The next time we went to the vet, the verdict was exactly the same. Something wasn’t working. Was it the ride from the vet in the Jeep? Was it the medications administration? Was it simply a hyperactive budgie that couldn’t figure out it had a broken leg (seriously, are there no nerve endings there)? One way or the other, with Dr. Van Sant’s determination and our own resignation (and a complete disregard for the economics), we opted for the cruelest of cures – several weeks in sensory deprivation in the bird hospital. It was the last best chance, and its failure would mean amputation of Bluebelle’s leg.

It was a fool’s hope, but it worked. By this time, most of the feathers on the top of the head had grown in, and the tail feathers had grown back. Every bit the “pit bull budgie”, or maybe “ping pong budgie” (well, isn’t that redundant!) we had only glimpsed, we decided that Bluebelle’s name was just too dainty. So we tried on “Thor” for a while, which almost stuck (sexing was difficult as there was a large scab on the cere still, and although it was blue, Dr. Van Sant told us that an “endocrine event” [almost certainly related to the unknown accident] can do that to a female).

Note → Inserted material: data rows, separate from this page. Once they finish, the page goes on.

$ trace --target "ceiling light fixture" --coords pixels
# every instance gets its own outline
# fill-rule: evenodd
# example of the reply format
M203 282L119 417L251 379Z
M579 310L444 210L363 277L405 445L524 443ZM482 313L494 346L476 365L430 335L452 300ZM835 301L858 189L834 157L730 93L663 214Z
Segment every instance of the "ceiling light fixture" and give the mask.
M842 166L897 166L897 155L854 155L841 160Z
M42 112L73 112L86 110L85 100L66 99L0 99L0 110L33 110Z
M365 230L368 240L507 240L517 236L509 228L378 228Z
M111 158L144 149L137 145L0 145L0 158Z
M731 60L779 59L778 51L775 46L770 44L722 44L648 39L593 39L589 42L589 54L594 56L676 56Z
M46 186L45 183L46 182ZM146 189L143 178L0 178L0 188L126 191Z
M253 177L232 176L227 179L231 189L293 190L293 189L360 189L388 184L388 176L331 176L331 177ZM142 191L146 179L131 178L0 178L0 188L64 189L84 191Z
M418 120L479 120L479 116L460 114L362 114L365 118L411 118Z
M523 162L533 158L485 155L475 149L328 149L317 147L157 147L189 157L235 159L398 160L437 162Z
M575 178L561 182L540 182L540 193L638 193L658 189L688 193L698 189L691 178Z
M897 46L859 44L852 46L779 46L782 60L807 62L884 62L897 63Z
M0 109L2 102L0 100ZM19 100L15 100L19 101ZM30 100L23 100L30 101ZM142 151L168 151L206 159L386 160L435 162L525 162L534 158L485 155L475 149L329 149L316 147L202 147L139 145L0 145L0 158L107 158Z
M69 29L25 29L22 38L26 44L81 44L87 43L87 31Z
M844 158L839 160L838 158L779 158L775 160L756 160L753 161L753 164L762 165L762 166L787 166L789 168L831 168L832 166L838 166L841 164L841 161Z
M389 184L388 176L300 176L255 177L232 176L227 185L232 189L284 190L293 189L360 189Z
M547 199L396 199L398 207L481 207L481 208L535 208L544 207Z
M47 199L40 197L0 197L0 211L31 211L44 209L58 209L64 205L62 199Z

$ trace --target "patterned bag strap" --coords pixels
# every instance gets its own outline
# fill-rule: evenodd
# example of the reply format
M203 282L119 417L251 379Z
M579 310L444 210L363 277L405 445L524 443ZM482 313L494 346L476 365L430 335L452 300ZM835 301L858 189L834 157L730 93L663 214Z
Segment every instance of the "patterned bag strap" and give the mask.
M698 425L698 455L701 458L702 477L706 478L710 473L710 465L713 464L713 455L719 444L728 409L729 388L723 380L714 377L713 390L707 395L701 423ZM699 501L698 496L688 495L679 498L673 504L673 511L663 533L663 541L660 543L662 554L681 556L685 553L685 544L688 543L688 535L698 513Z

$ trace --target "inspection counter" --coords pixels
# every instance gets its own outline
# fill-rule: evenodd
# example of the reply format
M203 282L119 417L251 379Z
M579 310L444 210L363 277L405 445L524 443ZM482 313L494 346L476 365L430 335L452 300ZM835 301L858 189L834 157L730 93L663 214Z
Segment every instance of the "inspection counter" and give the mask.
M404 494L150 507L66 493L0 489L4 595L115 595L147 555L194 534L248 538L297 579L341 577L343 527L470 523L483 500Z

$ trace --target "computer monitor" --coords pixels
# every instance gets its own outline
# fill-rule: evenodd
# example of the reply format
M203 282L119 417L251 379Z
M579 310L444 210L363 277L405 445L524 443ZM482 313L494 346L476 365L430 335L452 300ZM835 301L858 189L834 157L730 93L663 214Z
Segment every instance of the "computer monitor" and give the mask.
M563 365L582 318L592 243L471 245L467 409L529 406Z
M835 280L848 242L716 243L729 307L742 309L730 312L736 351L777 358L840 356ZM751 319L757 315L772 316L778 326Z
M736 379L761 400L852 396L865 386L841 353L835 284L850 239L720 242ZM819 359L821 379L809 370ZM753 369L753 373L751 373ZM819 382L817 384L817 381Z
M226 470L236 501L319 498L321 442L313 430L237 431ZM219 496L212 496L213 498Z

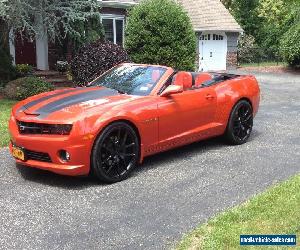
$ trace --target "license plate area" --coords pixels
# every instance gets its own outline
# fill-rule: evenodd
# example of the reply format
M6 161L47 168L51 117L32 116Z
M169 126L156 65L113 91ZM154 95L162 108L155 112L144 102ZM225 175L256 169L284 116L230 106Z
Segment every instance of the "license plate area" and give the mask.
M12 146L12 156L18 160L26 161L26 155L24 149L14 145Z

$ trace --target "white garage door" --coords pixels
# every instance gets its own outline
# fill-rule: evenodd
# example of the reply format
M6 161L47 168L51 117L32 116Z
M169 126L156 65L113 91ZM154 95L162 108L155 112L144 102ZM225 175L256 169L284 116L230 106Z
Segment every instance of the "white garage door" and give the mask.
M227 36L202 33L199 39L199 71L226 70Z

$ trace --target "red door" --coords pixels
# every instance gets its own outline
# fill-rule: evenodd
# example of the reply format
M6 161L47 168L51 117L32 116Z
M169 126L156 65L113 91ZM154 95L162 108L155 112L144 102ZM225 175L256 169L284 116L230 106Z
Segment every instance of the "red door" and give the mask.
M36 66L35 40L30 41L27 37L16 35L16 64L30 64Z

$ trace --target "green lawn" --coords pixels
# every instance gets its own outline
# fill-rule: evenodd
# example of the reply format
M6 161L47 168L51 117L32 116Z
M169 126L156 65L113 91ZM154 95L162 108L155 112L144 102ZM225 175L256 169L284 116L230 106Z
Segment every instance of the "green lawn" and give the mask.
M261 62L261 63L242 63L240 67L270 67L270 66L283 66L287 67L287 63L284 62Z
M241 234L296 234L299 249L300 175L200 225L183 238L177 249L266 249L241 247Z
M11 108L15 103L15 101L0 99L0 147L8 146L8 119L10 116Z

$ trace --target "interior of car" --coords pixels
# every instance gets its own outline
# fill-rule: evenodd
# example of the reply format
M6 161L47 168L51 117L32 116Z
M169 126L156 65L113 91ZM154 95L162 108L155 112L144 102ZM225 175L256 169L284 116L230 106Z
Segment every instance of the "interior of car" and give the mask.
M161 91L171 84L182 86L183 91L205 88L236 77L239 77L239 75L227 73L178 71L171 76Z

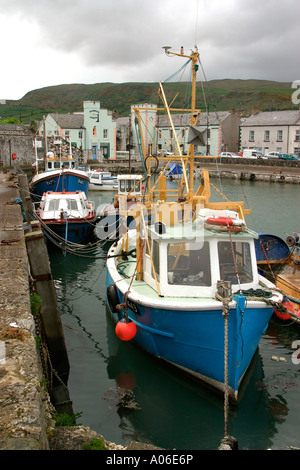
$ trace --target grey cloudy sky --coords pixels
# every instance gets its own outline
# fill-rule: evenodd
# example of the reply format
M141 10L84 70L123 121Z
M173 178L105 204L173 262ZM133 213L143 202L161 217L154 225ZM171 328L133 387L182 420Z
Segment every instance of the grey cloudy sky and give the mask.
M163 81L182 65L164 45L196 44L207 80L300 80L299 13L299 0L0 0L0 99Z

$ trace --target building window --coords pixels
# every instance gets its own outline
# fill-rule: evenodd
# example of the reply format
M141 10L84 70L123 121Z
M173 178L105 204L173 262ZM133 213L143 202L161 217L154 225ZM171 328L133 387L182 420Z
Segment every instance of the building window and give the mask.
M93 137L97 137L97 127L93 127Z
M277 131L277 142L282 142L282 131Z
M296 129L295 142L300 142L300 129Z
M254 142L254 131L249 131L249 142Z
M103 129L103 138L104 139L107 139L108 137L108 130L107 129Z
M264 141L265 141L265 142L269 142L269 141L270 141L270 131L265 131L265 138L264 138Z
M65 137L70 137L70 131L65 131Z
M78 131L78 139L82 139L82 131Z

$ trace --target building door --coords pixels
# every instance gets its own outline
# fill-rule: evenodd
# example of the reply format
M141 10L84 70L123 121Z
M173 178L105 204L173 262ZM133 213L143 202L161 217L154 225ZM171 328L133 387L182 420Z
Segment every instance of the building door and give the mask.
M101 152L104 158L109 158L110 153L109 153L109 144L101 144Z
M92 159L97 160L98 145L92 145Z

 After that last vet visit and its requisite long-term torture, we put “Thor/Blur” in quarantine again for 6 weeks, but this time there was no plan for a follow-up with the vet –  Doc had gotten pretty sick and tired of this little budgie in the best possible way – hoping to get it into a positive life-trajectory and then letting it go. Thor/Blur heard the 6 or 7 other budgies throughout our house, and vociferously chimed in on the “budgie locator roll-call”.
bluebelle_AFTER_Grid7.jpg
When she finally came out of quarantine, we introduced her to the “non-aggressive” cage of budgies. Thor immediately ping-ponged back and forth from perch to perch, and proved capable of being spooked by the presence of air. Mystified by almost anything, and containing more energy than the Large Hadron Collider, moving sometimes as if all her electrons were taking left turns at the same instance, we figured “Thor” wouldn’t do. After trying to watch her and realizing our human eyesight limitations, we opted for Blur.